Bangla bans Islamist group

DHAKA: The Islamist organisation, Hizb-ut Tahrir has been banned in Bangladesh, the home ministry has announced.

Home Secretary Abdus Sobhan Sikdar said the government feared Hizb-ut Tahrir posed a threat to peaceful life.

It is the first time that an Islamist group which has not been implicated in any terrorist acts been outlawed.

The group has condemned the ban and pledged that it will not be silenced by a government it said was guilty of a “pro-imperialist stance”. “The government has decided to ban Hizb-ut Tahrir because they are against the interest of law and pose a threat to public security,” Sikdar said.

Hizb-ut Tahrir has been

active in Bangladesh for the past eight years.

Nearly 40 members of the organisation were arrested earlier in the year after they were alleged to have distributed leaflets in support of a mutiny by border guards in which over 50 army officers were killed.

Sikdar said that intelligence agencies had been monitoring the activities of 12 organisations.

Out of those, four were banned earlier - they were suspected of involvement in what the government calls “terrorist” and “anti-state” activities.

The head of Hizb-ut Tahrir in Bangladesh, Professor Mohiuddin Ahmed, denied his organisation was involved in terrorist activities.
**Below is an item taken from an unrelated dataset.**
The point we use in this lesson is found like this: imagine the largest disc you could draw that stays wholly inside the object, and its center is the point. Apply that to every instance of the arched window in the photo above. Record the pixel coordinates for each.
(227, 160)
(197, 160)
He said the group believed that terrorism and other violent acts were totally contrary to the teachings of Islam.

Professor Ahmed said that such action by the government had failed to silence his organisation in the past and would not succeed in the present. “I can tell you clearly that whenever a repressive government in any part of the world has banned us, we have not stayed quiet,” he said.”We have always raised our voice against imperialists. We will continue to expose this government’s pro-imperialist stance.”

Hizb-ut Tahrir has been active lately in universities and the government may well have been worried about its increasing influence among students.